Hancock purses her lips, already knowing what will come next. She punches numbers into a calculator and then begins the same conversation she will have 14 more times on this day alone.
“I’m really sorry,” she says. “All we can afford to give right now is $35.”
This is how Hancock spends her days: caught in a constant tug-of-war between competing economic disasters. She works for an emergency assistance program in a town where one-third of people live in poverty and a record number rely on food stamps. While the talk in Washington and on Wall Street is about signs of economic recovery, people here in southwest Virginia come to Hancock’s office seeking the basics for survival: Food. Shelter. Work. Formula for a newborn. Medication for a failing heart.
At a time of such high demand, poverty-assistance programs across the country are facing a financial crisis of their own. Hancock’s organization, which totals four employees in a rundown, two-story house, is almost out of money. Local businesses that once donated thousands each month have yet to donate a single dollar this year. As the national deficit continues to skyrocket, federal and state governments are proposing the most severe budget cuts to social service programs in decades, threatening to reduce spending by 50 percent or more.
Now Hancock, a 43-year-old single woman with no savings account, worries about much more than how much money is left to give.
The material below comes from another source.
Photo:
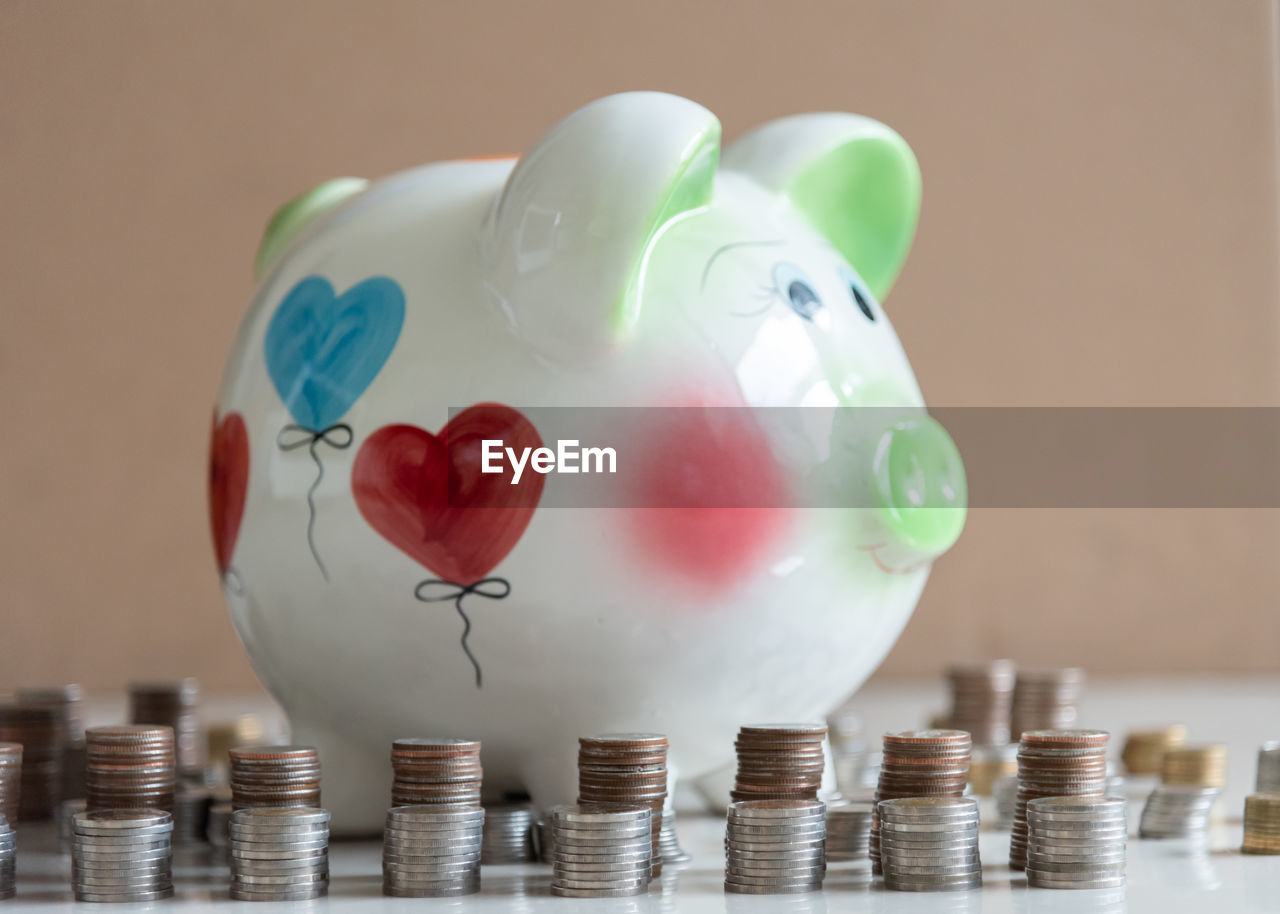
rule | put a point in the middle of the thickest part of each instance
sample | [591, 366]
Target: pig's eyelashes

She also worries about losing her own job.
But she is still employed on this day, at least, and now the young mother in her office begins to plead.
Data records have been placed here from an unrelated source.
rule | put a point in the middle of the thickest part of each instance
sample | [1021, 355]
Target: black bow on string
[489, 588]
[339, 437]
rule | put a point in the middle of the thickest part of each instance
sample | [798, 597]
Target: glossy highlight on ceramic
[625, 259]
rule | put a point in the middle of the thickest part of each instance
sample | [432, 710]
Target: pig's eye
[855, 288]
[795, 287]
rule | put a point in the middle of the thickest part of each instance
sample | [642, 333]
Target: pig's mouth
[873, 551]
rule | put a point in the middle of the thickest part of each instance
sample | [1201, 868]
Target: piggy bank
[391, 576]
“Ma’am, only $35?” she says. “That’s not gonna make a dent. How can we survive with no heat, no stove, no washing machine, no microwave?”
“Okay, honey. Okay,” Hancock says. “Let’s take a look and see what we can do.”
She logs onto her computer, which contains a database of all 2,799 people who have come into this office for help in the last six months. The emergency assistance program has existed in Pulaski for almost 50 years, but only recently has the caseload started to grow by a few hundred people each month.
“I have a few standard questions that I have to ask for our records,” Hancock tells the young mother. “Is your income still zero?”
“Yes.”
“Still getting food stamps?”
“Yes.
“Still providing for all three people in the house?”